David Frum, commenting on the Keynes vs Hayek rap video released last week, makes a point that I noticed throughout the video as well:
The economic question we have faced since 2008 is not: “Shall the government of the United States dictate prices and production throughout the US economy?” Who advocates that? Not Larry Summers. Not Tim Geithner. Not Ben Bernanke. And if there’s any tiny remaining sliver of Barack Obama’s being that wishes for central planning, it to this day remains profoundly hidden beneath all his contrary appointments, policies, and pronouncements.

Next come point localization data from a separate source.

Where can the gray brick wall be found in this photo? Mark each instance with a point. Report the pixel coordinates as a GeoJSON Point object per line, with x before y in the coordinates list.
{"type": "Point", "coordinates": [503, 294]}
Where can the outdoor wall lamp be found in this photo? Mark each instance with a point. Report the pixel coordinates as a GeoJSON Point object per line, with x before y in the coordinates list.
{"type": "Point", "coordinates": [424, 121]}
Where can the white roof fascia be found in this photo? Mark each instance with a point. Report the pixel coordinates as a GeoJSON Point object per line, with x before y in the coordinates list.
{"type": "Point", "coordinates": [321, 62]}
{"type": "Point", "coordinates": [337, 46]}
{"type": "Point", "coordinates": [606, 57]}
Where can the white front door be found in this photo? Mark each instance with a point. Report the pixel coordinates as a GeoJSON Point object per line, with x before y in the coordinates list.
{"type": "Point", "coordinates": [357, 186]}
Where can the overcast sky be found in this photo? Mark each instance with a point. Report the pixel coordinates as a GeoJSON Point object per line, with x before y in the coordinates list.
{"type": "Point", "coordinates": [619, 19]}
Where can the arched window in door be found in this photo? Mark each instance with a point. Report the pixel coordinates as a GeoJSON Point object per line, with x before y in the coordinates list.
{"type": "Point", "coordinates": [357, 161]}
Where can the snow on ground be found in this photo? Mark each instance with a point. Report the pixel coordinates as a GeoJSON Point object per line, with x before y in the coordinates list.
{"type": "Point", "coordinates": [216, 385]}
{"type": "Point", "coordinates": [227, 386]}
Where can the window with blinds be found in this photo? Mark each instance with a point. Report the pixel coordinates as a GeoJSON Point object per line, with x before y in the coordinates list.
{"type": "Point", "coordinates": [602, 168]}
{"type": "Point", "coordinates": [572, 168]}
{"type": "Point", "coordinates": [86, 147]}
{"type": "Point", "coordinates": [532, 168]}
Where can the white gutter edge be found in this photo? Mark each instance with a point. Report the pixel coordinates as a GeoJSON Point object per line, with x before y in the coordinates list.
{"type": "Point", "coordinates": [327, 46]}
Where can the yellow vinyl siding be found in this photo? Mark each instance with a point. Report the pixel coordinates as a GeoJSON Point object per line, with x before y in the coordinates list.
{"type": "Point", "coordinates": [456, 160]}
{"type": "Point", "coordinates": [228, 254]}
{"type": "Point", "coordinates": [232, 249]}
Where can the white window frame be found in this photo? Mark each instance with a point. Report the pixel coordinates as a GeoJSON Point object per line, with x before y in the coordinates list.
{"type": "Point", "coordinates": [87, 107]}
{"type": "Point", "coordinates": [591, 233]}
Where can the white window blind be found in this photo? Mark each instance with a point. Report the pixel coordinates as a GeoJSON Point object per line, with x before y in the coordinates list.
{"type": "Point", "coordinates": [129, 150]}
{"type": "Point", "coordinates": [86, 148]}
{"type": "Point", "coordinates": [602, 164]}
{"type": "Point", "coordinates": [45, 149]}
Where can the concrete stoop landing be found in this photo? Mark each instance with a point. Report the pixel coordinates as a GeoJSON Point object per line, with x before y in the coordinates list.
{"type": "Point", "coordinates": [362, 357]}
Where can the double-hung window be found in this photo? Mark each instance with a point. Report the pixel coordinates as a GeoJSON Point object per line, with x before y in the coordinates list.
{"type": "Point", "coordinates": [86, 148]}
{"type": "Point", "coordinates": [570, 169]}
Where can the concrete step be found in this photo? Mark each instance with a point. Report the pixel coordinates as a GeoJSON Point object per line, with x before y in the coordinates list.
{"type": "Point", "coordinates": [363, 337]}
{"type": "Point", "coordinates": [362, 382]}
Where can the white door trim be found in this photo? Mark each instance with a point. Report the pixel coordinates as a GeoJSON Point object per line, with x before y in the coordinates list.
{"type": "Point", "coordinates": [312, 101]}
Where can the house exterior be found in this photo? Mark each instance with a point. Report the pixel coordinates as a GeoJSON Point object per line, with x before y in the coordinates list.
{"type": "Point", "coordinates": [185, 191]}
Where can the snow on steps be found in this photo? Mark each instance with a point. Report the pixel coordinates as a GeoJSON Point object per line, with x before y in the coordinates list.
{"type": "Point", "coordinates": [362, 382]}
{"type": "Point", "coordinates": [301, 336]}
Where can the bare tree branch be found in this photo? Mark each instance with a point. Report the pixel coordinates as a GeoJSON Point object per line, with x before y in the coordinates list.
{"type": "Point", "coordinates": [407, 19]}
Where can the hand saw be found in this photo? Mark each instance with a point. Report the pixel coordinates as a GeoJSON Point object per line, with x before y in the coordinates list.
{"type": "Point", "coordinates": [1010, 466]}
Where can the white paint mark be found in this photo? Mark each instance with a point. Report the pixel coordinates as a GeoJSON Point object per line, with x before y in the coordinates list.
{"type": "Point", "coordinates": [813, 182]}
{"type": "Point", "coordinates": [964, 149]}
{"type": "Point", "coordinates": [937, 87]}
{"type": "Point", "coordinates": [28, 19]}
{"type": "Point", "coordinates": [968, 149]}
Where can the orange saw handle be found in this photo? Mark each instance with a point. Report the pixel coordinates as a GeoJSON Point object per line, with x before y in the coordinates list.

Throughout the video, “Keynes” asserts that in a depression, we need to start the flow of spending, to boost aggregate demand to a level in which the economy can sustain itself. Keynes, and modern Keynesians, believe(d) that fiscal policy could take up the torch of private spending while household balance sheets were mended, and that the boost in GDP would help us recover more quickly. And, while “Hayek” had some really brilliant lines throughout the video (“…if every worker was staffed in the army and fleet/we’d have full employment and nothing to eat…“, and my favorites: “…jobs are a means, not the ends in themselves/people work to live better, to put food on the shelves/real growth means production of what people demand/that’s entrepreneurship not your central plan…” and “…the economy’s not a car, there’s no engine to stall no expert can fix it, there’s no “it” at all…“), you’ll notice that through nearly all of the video, he is making a generalized argument against central planning. They’re talking past each other, or at the very least perceiving themselves as having two different conversations.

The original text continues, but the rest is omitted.